Proposed law to protect ‘invisible victims’ of domestic violence

Neal Augenstein,

WASHINGTON – Two Maryland prosecutors are pushing lawmakers for a new law that could add up to five years to a prison sentence for an act of domestic abuse witnessed by a child.

Montgomery County State’s Attorney John McCarthy and Prince George’s County State’s Attorney Angela Alsobrooks are pushing Annapolis lawmakers to pass the law.

“Children are the invisible victims of domestic violence,” says Alsobrooks. “And children who observe crime, repeat it.”

“Ask any individual who witnessed violence in their home — I don’t care if they’re 50 years removed from that — a child never forgets the impact that has on them,” says McCarthy, in a joint interview with Alsobrooks.
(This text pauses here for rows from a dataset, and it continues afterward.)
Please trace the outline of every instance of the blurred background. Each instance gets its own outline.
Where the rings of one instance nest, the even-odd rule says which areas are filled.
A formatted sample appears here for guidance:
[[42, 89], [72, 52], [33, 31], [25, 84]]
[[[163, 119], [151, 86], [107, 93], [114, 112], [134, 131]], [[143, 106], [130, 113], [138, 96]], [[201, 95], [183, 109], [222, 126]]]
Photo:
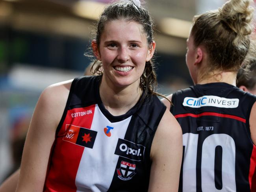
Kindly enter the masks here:
[[[156, 24], [158, 91], [192, 85], [186, 40], [195, 15], [225, 0], [145, 0]], [[91, 26], [108, 0], [0, 0], [0, 183], [19, 166], [41, 92], [82, 76]]]

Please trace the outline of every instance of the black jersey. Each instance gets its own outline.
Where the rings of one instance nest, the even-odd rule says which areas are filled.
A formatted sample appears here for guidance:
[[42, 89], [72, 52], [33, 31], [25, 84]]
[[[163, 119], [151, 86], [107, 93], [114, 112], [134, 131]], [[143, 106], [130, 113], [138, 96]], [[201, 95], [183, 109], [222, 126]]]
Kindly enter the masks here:
[[113, 116], [100, 97], [101, 77], [79, 78], [72, 83], [45, 191], [147, 191], [151, 144], [166, 107], [150, 96]]
[[173, 94], [171, 111], [183, 134], [179, 191], [256, 191], [256, 148], [249, 126], [256, 101], [223, 83]]

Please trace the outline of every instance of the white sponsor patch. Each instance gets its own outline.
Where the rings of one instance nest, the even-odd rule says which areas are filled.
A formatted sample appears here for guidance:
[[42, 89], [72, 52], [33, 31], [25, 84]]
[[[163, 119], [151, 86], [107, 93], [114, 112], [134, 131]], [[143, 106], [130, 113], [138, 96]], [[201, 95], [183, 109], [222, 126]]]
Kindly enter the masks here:
[[227, 99], [213, 95], [206, 95], [198, 98], [186, 97], [182, 104], [184, 106], [193, 108], [212, 106], [234, 108], [237, 107], [239, 103], [238, 99]]

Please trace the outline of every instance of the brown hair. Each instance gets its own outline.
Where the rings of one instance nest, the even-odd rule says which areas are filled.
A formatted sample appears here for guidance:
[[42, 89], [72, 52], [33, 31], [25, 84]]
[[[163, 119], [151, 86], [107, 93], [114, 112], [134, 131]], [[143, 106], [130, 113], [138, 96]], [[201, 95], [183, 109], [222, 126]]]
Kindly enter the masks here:
[[[98, 46], [100, 43], [100, 37], [104, 31], [106, 23], [115, 20], [124, 19], [129, 21], [135, 21], [143, 26], [143, 32], [146, 35], [148, 47], [150, 48], [153, 38], [154, 22], [148, 11], [140, 5], [138, 5], [137, 3], [135, 3], [136, 2], [135, 0], [117, 2], [109, 4], [105, 8], [96, 25], [95, 37], [93, 38], [96, 40]], [[139, 0], [137, 0], [137, 2], [139, 2]], [[88, 56], [88, 55], [87, 56]], [[102, 66], [101, 62], [98, 62], [97, 59], [95, 60], [91, 68], [92, 74], [103, 74]], [[143, 92], [142, 96], [143, 100], [148, 94], [160, 95], [165, 98], [156, 92], [157, 81], [154, 69], [154, 65], [152, 59], [146, 62], [145, 68], [141, 76], [139, 83], [139, 87], [145, 91]]]
[[250, 0], [230, 0], [218, 10], [195, 16], [191, 31], [209, 54], [209, 71], [237, 71], [248, 52], [253, 8]]

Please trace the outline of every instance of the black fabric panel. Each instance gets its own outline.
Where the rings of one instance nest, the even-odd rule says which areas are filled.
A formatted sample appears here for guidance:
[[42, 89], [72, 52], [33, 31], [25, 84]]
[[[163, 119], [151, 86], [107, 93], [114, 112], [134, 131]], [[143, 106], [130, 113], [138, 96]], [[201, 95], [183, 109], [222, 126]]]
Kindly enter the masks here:
[[[157, 97], [150, 96], [144, 101], [143, 105], [133, 116], [124, 139], [135, 144], [135, 145], [141, 145], [145, 147], [144, 154], [141, 153], [143, 155], [143, 160], [134, 161], [132, 159], [135, 159], [132, 156], [128, 158], [119, 156], [116, 172], [108, 191], [147, 191], [151, 166], [151, 146], [157, 127], [166, 109], [166, 107]], [[135, 146], [134, 148], [137, 148]], [[121, 169], [122, 161], [136, 165], [132, 179], [122, 180], [118, 177], [117, 170]], [[124, 175], [122, 175], [122, 177], [125, 179]]]

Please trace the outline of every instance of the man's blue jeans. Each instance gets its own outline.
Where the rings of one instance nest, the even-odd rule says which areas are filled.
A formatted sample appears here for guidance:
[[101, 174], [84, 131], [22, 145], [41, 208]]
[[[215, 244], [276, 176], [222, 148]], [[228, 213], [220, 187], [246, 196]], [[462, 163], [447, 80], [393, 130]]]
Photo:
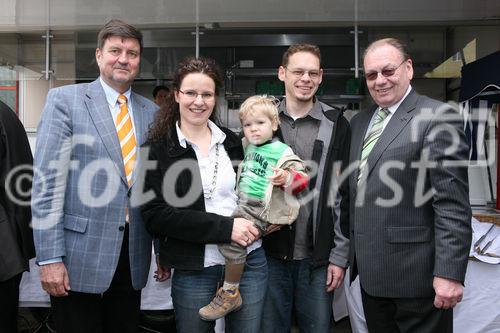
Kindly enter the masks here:
[[[213, 332], [215, 321], [203, 321], [198, 310], [210, 303], [217, 286], [224, 281], [224, 266], [206, 267], [202, 271], [174, 270], [172, 301], [177, 332]], [[264, 250], [252, 251], [240, 282], [243, 306], [226, 316], [226, 332], [260, 332], [260, 320], [267, 289], [267, 263]]]
[[290, 332], [292, 310], [301, 333], [331, 332], [333, 292], [326, 292], [327, 267], [310, 271], [310, 259], [267, 258], [269, 284], [263, 333]]

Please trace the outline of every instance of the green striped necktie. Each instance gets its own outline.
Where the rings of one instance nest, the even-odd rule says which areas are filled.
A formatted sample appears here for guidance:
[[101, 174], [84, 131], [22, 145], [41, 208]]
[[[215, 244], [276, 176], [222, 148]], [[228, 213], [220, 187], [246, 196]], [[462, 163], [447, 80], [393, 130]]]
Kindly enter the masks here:
[[384, 120], [385, 120], [385, 118], [387, 118], [388, 115], [389, 115], [389, 109], [387, 109], [387, 108], [381, 108], [377, 112], [377, 115], [375, 116], [375, 119], [373, 120], [372, 127], [370, 128], [368, 135], [366, 136], [365, 140], [363, 141], [363, 150], [361, 151], [361, 160], [359, 163], [358, 182], [362, 178], [363, 173], [368, 171], [368, 170], [365, 170], [365, 169], [367, 169], [366, 162], [368, 160], [368, 156], [370, 155], [373, 147], [375, 147], [375, 144], [377, 143], [378, 138], [380, 138], [380, 135], [382, 134], [382, 131], [384, 130]]

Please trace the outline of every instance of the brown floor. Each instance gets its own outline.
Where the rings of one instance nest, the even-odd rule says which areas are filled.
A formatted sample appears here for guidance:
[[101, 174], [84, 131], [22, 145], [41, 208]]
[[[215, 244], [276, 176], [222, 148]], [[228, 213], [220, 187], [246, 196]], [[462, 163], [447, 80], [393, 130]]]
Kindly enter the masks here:
[[[145, 327], [151, 328], [142, 329], [139, 333], [174, 333], [175, 324], [172, 325], [169, 319], [172, 319], [169, 312], [158, 313], [153, 311], [146, 313], [144, 321], [148, 323]], [[19, 308], [19, 332], [21, 333], [49, 333], [55, 332], [49, 317], [48, 308]], [[333, 325], [332, 332], [335, 333], [352, 333], [349, 318], [344, 318]], [[293, 327], [291, 333], [299, 333], [297, 327]]]

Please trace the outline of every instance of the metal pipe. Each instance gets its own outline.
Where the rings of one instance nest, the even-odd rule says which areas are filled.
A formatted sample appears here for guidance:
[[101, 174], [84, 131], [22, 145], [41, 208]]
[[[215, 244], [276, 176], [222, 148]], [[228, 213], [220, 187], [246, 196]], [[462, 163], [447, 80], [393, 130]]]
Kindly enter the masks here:
[[359, 78], [358, 0], [354, 0], [354, 77]]
[[45, 73], [45, 80], [50, 80], [50, 74], [54, 71], [50, 69], [50, 39], [54, 37], [50, 34], [50, 29], [45, 30], [45, 35], [42, 38], [45, 38], [45, 70], [42, 73]]

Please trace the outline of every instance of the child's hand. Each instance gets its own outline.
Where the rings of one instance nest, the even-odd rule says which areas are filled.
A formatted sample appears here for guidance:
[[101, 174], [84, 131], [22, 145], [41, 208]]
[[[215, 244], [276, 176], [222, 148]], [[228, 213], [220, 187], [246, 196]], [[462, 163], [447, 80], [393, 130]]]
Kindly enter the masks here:
[[280, 168], [273, 168], [273, 171], [274, 175], [269, 177], [271, 184], [274, 186], [284, 186], [290, 177], [290, 173]]

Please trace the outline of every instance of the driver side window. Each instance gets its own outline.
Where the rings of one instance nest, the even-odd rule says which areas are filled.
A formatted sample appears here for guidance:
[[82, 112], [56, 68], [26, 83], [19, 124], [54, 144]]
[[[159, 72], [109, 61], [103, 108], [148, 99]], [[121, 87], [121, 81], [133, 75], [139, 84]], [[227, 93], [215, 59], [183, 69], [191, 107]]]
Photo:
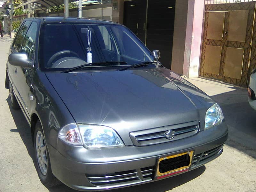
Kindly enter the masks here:
[[28, 54], [28, 58], [31, 60], [33, 59], [35, 53], [37, 28], [36, 22], [32, 22], [25, 36], [20, 51], [20, 52]]

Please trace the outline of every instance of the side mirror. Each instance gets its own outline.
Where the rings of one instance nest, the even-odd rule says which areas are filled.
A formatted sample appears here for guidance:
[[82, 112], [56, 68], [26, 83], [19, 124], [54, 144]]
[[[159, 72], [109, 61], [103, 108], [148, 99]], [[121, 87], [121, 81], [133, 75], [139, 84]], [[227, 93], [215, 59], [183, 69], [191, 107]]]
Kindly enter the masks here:
[[22, 67], [28, 68], [33, 67], [33, 62], [28, 59], [26, 53], [11, 53], [9, 55], [8, 61], [12, 65]]
[[154, 50], [152, 52], [153, 53], [153, 54], [155, 57], [157, 59], [157, 60], [160, 58], [160, 52], [159, 50]]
Maryland’s House of Delegates has supported similar proposals to impose penalties against people who commit domestic violence, but past attempts have stalled in the Senate.

McCarthy and Alsobrooks say the current proposals have a good chance of passage.

Under the new proposals, prosecutors would have to announce before trial their intent to seek enhanced penalties, in the event of a conviction.

With the proposed law, the domestic assault would have to occur in the home and be witnessed by a minor over the age of 2 and under the age of 18. Prosecutors would have to prove the person who committed the crime knew, or should have known, the child was present and could see or hear the assault.

McCarthy and Alsobrooks acknowledge seeking the enhanced penalty could require a child to testify in court — prosecutors often spare children the stress of reliving a trauma and confronting an adult suspect.

“We would have to prove the child was present and in a position where they could have seen or heard what happened,” said McCarthy.

“Could that proof come directly from the child? The answer is yes,” says McCarthy. “Could that proof come from additional evidence or a separate witness? Absolutely.”